Im Hotel werden sie Opfer einer Überängstlichkeit einer italienischen Fürstin, die die letzten Reste eines Keuchhustens der deutschen Kinder für hoch ansteckend hält. Statt sich in ein Nebengebäude umquartieren zu lassen, ziehen die Deutschen es vor, sich in der Pension Angioleri einzuquartieren, wo die Atmosphäre erfreulicher ist.

Mehrmals denkt man an Abreise, setzt sie aber nicht in die Tat um.

Ein Zauberer mit unglaublichen Fähigkeiten

Schließlich besuchen sie den Kindern zuliebe die abendliche Vorstellung eines Zauberkünstlers, eines gewissen Cipolla (zu Deutsch: Zwiebel). Die Schilderung dieser Vorstellung umfasst zwei Drittel der Erzählung.

Cipollas Veranstaltung ist denn auch wahrlich schildernswert: Der Mann ist nämlich kein normaler Zauberer, sondern ein Hypnotiseur mit unglaublichen Fähigkeiten.

Dabei stellt er eine wenig einnehmende Erscheinung dar, bucklig, mit „splitterigen“ Zähnen, ständig billige Zigaretten rauchend und einen Cognac nach dem anderen hinunterkippend. Diese Stimulantien braucht er, um die „Leiden“ durchzustehen, die ihm der Auftritt bereitet. Cipolla sieht die Sache nämlich aus seinem persönlichen Blickwinkel: Nicht die von ihm zu grotesken Taten gezwungenen Hypnose-Opfer sind die Leidenden, sondern nur er, der Zauberkünstler selbst.

Er lässt gleich zu Beginn einen vorlauten jungen Mann dem Publikum die Zunge herausstrecken. Später rekrutiert er eine ganze Truppe von „Freiwilligen“ aus dem Publikum und lässt sie unablässig auf der Bühne „tanzen“. Cipolla erweist sich als telepatisch begabter Errater von gezogenen Spielkarten oder Errechner der Summe willkürlich vom Publikum genannter Zahlen. Das errechnen wäre noch nicht erstaunlich, sehr wohl ist es aber die Tatsache, dass Cipolla das Endergebnis schon vorher verdeckt auf einer Tafel auf der Bühne notiert hat und sie am Ende aufdeckt: Er hat schon vorausgewusst, was ihm das Publikum für Zahlen nennen wird… Dergleichen Erstaunlichkeiten hat Cipolla noch eine ganze Reihe auf Lager.

Ist der Zauberer Mussolini?

Natürlich ist man versucht, die Erzählung zu deuten, z. B. als versteckte Darstellung des faschistischen Italien mit Cipolla als Mussolini, der alle hypnotisiert.

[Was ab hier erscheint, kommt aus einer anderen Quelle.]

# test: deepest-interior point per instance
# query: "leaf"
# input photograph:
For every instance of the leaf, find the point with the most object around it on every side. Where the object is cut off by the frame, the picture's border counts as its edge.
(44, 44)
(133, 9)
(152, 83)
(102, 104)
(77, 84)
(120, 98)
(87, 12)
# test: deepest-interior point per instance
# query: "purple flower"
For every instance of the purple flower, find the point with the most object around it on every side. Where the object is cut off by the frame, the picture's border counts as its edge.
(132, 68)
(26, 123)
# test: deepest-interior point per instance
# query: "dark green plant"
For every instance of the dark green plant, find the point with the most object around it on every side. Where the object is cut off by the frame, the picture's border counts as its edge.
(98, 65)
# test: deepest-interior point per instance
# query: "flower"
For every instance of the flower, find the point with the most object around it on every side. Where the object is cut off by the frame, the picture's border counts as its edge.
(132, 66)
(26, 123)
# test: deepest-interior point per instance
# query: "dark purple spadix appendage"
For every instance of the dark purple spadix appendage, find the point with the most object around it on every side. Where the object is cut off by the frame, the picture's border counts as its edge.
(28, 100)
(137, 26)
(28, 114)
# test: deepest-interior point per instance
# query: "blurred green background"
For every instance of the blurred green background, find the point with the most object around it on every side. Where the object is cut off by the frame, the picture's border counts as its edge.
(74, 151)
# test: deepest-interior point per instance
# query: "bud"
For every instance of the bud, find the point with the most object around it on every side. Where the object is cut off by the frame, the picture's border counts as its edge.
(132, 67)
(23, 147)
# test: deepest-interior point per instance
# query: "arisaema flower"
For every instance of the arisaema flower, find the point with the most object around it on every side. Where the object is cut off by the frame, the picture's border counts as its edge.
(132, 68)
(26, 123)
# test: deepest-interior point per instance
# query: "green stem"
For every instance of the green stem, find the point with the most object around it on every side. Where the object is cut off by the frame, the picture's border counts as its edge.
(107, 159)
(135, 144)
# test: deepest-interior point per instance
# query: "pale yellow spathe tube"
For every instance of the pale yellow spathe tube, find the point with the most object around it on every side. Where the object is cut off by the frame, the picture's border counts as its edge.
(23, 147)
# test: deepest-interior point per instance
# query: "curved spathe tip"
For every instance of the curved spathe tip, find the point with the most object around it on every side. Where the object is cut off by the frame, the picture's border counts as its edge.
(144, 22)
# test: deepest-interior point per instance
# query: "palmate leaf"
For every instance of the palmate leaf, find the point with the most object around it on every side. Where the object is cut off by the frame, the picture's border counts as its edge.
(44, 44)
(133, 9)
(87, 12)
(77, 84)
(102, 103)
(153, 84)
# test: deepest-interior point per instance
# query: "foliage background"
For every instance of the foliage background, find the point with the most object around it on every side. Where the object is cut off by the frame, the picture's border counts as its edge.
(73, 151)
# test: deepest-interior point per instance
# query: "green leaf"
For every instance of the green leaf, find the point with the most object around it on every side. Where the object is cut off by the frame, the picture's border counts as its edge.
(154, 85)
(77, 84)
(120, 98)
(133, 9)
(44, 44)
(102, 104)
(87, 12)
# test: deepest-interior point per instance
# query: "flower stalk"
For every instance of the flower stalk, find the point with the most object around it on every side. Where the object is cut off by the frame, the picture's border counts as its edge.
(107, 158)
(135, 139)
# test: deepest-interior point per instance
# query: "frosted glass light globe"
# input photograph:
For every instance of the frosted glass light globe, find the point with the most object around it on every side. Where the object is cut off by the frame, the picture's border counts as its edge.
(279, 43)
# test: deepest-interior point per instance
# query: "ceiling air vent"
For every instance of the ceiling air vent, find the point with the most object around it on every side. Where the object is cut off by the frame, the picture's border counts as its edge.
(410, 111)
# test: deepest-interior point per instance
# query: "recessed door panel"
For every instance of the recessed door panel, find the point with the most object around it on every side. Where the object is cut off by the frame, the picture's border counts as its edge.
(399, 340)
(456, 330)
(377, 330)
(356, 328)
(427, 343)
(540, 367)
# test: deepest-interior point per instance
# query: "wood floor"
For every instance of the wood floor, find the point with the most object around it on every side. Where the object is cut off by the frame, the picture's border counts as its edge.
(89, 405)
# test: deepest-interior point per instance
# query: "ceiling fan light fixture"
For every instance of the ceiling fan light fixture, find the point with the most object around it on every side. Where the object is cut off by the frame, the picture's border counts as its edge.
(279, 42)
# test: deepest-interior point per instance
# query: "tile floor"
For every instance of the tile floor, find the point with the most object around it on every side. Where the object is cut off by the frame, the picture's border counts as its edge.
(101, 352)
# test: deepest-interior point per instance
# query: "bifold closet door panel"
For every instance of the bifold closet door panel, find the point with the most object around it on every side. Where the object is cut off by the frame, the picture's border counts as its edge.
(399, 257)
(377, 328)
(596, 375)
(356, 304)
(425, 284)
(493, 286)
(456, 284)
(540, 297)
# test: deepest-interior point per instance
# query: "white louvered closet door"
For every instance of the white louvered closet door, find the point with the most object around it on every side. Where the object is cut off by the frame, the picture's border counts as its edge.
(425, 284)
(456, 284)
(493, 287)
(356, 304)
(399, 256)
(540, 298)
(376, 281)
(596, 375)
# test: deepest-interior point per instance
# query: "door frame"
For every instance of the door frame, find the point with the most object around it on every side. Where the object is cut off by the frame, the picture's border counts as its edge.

Wie ich meinen Büchern über Thomas Mann entnehme, sind sich die Interpreten allerdings nicht ganz einig, inwieweit so eine Interpretation schon von Thomas Mann intendiert sein konnte. Er selbst hat jedenfalls mehrmals gesagt, die Erzählung sei nicht primär als politische Satire gedacht gewesen.

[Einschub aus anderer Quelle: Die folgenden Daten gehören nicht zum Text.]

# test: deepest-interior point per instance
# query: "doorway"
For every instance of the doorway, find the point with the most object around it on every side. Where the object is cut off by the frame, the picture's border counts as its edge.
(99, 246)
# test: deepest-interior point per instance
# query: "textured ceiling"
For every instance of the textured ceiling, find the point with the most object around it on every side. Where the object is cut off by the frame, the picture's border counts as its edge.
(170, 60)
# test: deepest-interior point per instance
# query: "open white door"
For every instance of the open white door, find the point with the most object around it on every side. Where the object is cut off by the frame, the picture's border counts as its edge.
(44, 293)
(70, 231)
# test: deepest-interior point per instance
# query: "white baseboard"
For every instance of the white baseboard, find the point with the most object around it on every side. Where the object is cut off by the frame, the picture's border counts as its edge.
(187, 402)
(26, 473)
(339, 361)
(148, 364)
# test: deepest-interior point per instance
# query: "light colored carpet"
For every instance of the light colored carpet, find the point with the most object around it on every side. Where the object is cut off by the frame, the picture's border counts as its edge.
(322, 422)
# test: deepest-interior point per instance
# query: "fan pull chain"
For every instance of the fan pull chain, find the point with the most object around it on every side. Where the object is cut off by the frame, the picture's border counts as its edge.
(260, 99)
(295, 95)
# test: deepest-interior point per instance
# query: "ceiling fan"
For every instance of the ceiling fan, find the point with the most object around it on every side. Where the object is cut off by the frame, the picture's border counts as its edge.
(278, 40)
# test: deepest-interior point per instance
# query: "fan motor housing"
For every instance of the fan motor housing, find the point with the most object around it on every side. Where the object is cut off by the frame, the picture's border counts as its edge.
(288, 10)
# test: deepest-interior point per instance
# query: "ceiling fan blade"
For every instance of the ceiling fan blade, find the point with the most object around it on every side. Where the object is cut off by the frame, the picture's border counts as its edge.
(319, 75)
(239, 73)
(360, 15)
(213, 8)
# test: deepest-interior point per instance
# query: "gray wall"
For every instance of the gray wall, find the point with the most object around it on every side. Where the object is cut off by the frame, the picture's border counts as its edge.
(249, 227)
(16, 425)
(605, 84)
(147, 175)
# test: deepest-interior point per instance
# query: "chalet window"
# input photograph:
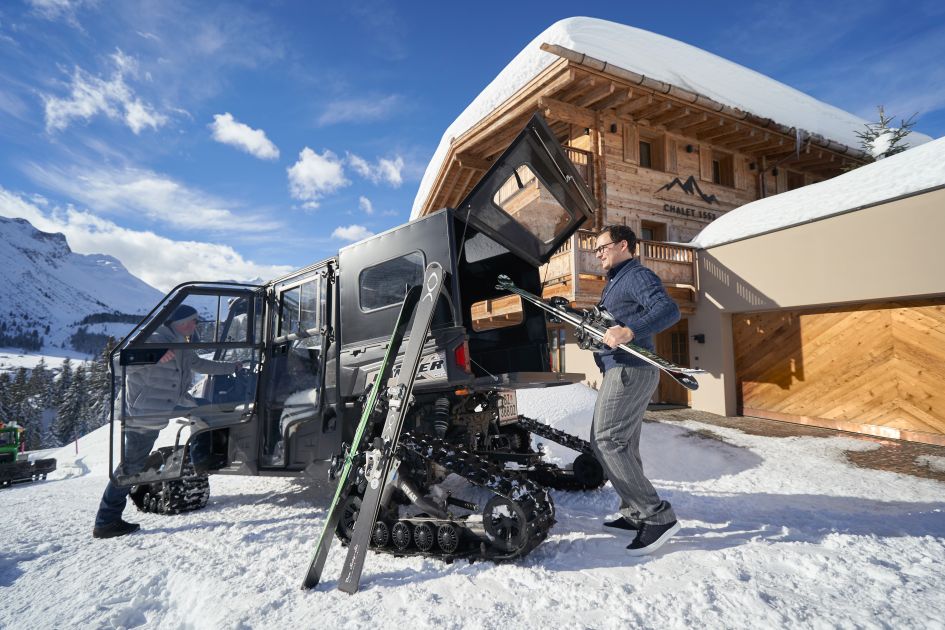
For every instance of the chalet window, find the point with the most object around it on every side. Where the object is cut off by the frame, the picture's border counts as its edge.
(795, 180)
(386, 284)
(650, 231)
(646, 154)
(723, 169)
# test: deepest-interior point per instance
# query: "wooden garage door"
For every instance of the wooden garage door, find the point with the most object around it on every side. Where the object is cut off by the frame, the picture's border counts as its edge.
(874, 368)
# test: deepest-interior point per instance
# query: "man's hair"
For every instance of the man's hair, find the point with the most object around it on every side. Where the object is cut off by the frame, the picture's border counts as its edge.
(619, 233)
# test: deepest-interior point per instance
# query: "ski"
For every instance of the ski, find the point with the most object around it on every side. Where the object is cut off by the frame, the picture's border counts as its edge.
(590, 326)
(380, 459)
(317, 563)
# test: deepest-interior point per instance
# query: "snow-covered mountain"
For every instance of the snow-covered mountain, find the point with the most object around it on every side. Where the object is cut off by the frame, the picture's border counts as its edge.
(48, 289)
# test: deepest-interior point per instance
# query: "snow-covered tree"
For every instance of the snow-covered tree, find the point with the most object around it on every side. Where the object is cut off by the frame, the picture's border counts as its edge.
(100, 388)
(881, 140)
(42, 385)
(72, 412)
(63, 382)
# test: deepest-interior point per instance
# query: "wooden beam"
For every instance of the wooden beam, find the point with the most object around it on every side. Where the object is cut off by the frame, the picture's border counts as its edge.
(749, 141)
(559, 110)
(469, 160)
(654, 110)
(735, 134)
(635, 104)
(693, 129)
(597, 94)
(763, 145)
(617, 98)
(670, 116)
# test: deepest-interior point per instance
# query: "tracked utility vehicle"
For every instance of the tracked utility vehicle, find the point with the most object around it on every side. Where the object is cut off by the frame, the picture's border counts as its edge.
(15, 465)
(470, 482)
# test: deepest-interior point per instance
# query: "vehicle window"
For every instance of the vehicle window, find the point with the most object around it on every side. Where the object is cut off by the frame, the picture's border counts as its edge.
(499, 312)
(299, 308)
(528, 201)
(387, 283)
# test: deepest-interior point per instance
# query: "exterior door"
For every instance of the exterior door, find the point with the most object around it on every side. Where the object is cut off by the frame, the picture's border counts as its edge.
(532, 199)
(189, 368)
(673, 343)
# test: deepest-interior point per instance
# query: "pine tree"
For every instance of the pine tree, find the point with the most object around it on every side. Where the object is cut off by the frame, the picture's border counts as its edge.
(42, 385)
(100, 388)
(880, 140)
(5, 399)
(31, 419)
(64, 381)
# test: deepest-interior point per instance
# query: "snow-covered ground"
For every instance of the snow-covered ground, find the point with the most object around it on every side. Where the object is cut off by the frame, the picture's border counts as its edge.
(12, 359)
(777, 532)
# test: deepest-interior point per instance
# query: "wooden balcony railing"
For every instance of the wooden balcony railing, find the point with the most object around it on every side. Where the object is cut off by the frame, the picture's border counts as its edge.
(575, 273)
(583, 161)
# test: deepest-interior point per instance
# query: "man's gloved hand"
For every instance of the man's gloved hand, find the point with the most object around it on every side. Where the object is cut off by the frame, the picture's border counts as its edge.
(617, 335)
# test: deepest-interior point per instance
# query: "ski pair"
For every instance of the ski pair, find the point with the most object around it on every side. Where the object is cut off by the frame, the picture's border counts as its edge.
(592, 326)
(421, 303)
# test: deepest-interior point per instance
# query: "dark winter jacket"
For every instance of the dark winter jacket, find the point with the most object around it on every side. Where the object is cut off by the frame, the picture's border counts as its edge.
(635, 296)
(161, 387)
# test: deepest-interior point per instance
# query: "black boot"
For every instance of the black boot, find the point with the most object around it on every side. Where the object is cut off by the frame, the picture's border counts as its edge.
(622, 525)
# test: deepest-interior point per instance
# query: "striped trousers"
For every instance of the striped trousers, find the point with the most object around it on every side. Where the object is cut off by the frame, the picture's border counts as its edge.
(615, 437)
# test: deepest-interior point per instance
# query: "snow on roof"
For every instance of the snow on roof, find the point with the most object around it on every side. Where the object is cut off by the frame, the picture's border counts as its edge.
(661, 58)
(912, 171)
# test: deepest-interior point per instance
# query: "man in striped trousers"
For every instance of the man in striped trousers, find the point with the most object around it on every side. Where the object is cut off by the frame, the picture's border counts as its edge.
(635, 296)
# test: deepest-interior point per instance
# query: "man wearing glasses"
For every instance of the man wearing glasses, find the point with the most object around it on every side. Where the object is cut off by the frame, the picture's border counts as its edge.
(635, 296)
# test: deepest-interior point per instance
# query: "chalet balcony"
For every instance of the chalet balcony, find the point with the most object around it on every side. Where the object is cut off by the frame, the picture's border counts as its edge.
(575, 273)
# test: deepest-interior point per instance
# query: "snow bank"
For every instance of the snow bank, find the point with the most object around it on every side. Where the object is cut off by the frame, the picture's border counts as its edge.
(661, 58)
(911, 171)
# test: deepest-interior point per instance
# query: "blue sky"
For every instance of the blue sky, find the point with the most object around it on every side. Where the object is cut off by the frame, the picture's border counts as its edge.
(209, 140)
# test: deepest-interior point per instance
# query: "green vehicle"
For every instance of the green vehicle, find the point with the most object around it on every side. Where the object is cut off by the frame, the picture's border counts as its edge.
(15, 466)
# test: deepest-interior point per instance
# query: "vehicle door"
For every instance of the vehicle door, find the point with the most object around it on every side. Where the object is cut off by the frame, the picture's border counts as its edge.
(294, 376)
(178, 384)
(532, 199)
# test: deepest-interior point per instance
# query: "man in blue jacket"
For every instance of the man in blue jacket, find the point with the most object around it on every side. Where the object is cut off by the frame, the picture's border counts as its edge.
(152, 394)
(635, 296)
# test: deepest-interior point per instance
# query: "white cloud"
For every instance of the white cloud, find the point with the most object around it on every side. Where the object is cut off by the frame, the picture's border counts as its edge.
(316, 175)
(351, 233)
(90, 96)
(359, 110)
(253, 141)
(149, 194)
(385, 170)
(159, 261)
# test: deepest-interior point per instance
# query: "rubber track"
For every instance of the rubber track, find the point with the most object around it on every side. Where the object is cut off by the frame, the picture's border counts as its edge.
(531, 498)
(550, 474)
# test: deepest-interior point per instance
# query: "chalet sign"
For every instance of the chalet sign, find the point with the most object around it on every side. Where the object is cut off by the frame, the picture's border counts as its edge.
(690, 187)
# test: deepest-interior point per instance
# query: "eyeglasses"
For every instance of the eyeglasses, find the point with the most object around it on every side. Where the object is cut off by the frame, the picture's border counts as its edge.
(600, 250)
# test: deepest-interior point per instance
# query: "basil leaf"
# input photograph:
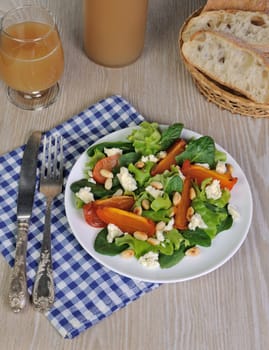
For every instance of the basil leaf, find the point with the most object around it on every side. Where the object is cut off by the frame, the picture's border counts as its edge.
(201, 150)
(102, 246)
(170, 135)
(197, 237)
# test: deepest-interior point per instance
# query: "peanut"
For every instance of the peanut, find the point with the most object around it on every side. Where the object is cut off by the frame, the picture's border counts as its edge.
(194, 251)
(141, 236)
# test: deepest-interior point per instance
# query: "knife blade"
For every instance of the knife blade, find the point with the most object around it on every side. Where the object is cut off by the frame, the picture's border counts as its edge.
(18, 294)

Trotzdem hat man sie natürlich als Allegorie auf den Faschismus in Italien verstanden, mit dem Zauberer als Verführer, aber auch vor allem mit einem nur allzu willigen Publikum, das sich aus allen Schichten zusammensetzt und auch Ausländer umfasst – wie die Familie des Erzählers, der aber offenbar der einzige ist, der Cipolla kritisch sieht. Andere, zum Beispiel eine Engländerin, reißen sich geradezu darum, bei Cipollas Kunststücken mitmachen zu dürfen.

Die Macht des Künstlers

Neben der politischen Interpretation gibt es auch noch jene, die Cipolla als Künstlerfigur auffasst. Der verwachsene, von der Natur benachteilgte Künstler Cipolla erlangt durch seine „Kunst“ ungeahnte Macht über sein Publikum. Diese Interpretation hat allerdings den Nachteil, auf den ersten Teil der Erzählung kaum anwendbar zu sein, wo Cipolla noch überhaupt keine Rolle spielt, sondern nur das faschistisch aufgeheizte Klima in Italien dargestellt wird.

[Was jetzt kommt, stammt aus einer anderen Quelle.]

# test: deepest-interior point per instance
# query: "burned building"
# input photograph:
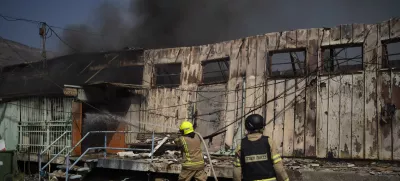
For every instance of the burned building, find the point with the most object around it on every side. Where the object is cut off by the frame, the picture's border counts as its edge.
(325, 93)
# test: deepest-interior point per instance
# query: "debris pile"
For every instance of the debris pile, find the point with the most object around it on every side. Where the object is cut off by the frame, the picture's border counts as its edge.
(361, 167)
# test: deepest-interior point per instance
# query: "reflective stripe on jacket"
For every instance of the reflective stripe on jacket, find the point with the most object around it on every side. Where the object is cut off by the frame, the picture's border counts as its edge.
(191, 152)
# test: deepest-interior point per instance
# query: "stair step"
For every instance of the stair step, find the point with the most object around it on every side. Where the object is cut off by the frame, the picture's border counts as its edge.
(75, 168)
(82, 169)
(91, 160)
(59, 174)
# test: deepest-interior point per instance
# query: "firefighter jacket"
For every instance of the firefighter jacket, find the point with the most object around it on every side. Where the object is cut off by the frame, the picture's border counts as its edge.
(191, 152)
(270, 165)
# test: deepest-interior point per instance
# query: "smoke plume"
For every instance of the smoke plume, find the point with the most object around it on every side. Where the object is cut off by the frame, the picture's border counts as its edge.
(171, 23)
(159, 24)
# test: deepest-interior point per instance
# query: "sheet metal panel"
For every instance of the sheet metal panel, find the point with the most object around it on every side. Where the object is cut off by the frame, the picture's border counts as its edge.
(9, 120)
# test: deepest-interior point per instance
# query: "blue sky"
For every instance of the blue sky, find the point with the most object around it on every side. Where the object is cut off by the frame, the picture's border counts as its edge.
(288, 14)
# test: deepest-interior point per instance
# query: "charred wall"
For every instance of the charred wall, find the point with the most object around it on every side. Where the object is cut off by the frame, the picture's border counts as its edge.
(318, 114)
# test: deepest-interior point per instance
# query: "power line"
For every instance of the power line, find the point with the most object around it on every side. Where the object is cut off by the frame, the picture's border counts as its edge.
(10, 18)
(228, 125)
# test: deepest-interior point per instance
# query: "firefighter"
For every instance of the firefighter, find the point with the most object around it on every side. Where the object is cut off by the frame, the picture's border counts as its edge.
(193, 162)
(257, 158)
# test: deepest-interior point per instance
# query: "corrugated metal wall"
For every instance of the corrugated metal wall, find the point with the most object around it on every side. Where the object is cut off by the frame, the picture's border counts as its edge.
(319, 115)
(35, 122)
(9, 120)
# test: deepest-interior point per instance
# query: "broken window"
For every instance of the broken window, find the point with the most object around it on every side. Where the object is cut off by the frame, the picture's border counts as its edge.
(391, 55)
(342, 59)
(287, 64)
(168, 75)
(215, 71)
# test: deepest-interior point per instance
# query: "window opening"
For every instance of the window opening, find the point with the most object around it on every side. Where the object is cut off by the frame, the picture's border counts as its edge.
(215, 71)
(391, 55)
(168, 75)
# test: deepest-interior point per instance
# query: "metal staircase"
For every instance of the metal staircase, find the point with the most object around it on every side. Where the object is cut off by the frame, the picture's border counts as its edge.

Den Zauberer hat Mann selbst in Italien erlebt, nicht aber den Paukenschlag am Schluss der Vorstellung – der zugleich das Ende der Erzählung ist. Cipolla holt sich den Kellner Mario auf die Bühne, suggeriert ihm, er sei dessen Geliebte, und bringt ihn dazu, ihn auf die Wange zu küssen. Als Mario, aus der Trance entlassen und völlig lächerlich gemacht, wieder ins Publikum zurückgeht, dreht er sich plötzlich um und schießt Cipolla nieder. (Man darf sich nicht fragen, wieso ein schlichter italienischer Kellner offenbar immer eine Pistole bei sich trägt und auch noch zielsicher zu schießen versteht.)

Dieser Schluss ist Manns Erfindung. Auch er schreit nach Interpretation: Ist er ein Aufruf, sich mit Gewalt gegen einen Diktator zur Wehr zu setzen? Wie soll man das Ende aber mit der Künstler-Interpretation in Einklang bringen? Da sehe ich keine Möglichkeit, wenn man nicht sagen will, der Künstler werde sozusagen das Opfer unverständigen Ignorantentums. Also dominiert doch eindeutig die politisch-ethische Aussage.

Patriotische Überschätzung seiner Nation

Thomas Mann sagte einmal, er habe damals nicht ahnen können, dass ausgerechnet das kultivierte deutsche Volk sich zu Unglaublichem verführen lassen würde: „Als ich [die Erzählung] schrieb, glaubte ich nicht, dass Cipolla in Deutschland möglich sei. Es war eine patriotische Überschätzung meiner Nation. Schon die gereizte Art, in der die Kritik die Erzählung aufnahm, hätte mir zeigen sollen, wohin die Reise ging, und was alles auch in dem ‚gebildetsten‘ Volk – gerade ihm – möglich sein werde.“ (zit. nach: Wilhelm Große: Textanalyse und Interpretation zu Thomas Mann Tonio Kröger / Mario und der Zauberer, Königs Erläuterungen 288, Bange-Verlag, Hollfeld 2010, S. 114)

Großartige Illustrationen

Die Illustrationen von Kat Menschik fangen die Atmosphäre der Erzählung treffend ein. Man ist an Jugendstil-Farbholzschnitte erinnert, wie sie zur Entstehungszeit der Erzählung und kurz davor in Mode waren. Den kräftigen Farbauftrag des Drucks kann man mit den Fingern ertasten – das nur zum derzeit viel gepriesen Aspekt des Haptischen von „pBooks“ im Gegensatz zu eBooks.

Insgesamt: zauberhaft!

Thomas Mann: Mario und der Zauberer. Ein tragisches Reiseerlebnis. Illustriert von Kat Menschik. Officina Ludi, Großhansdorf bei Hamburg, 2014. 47 Seiten.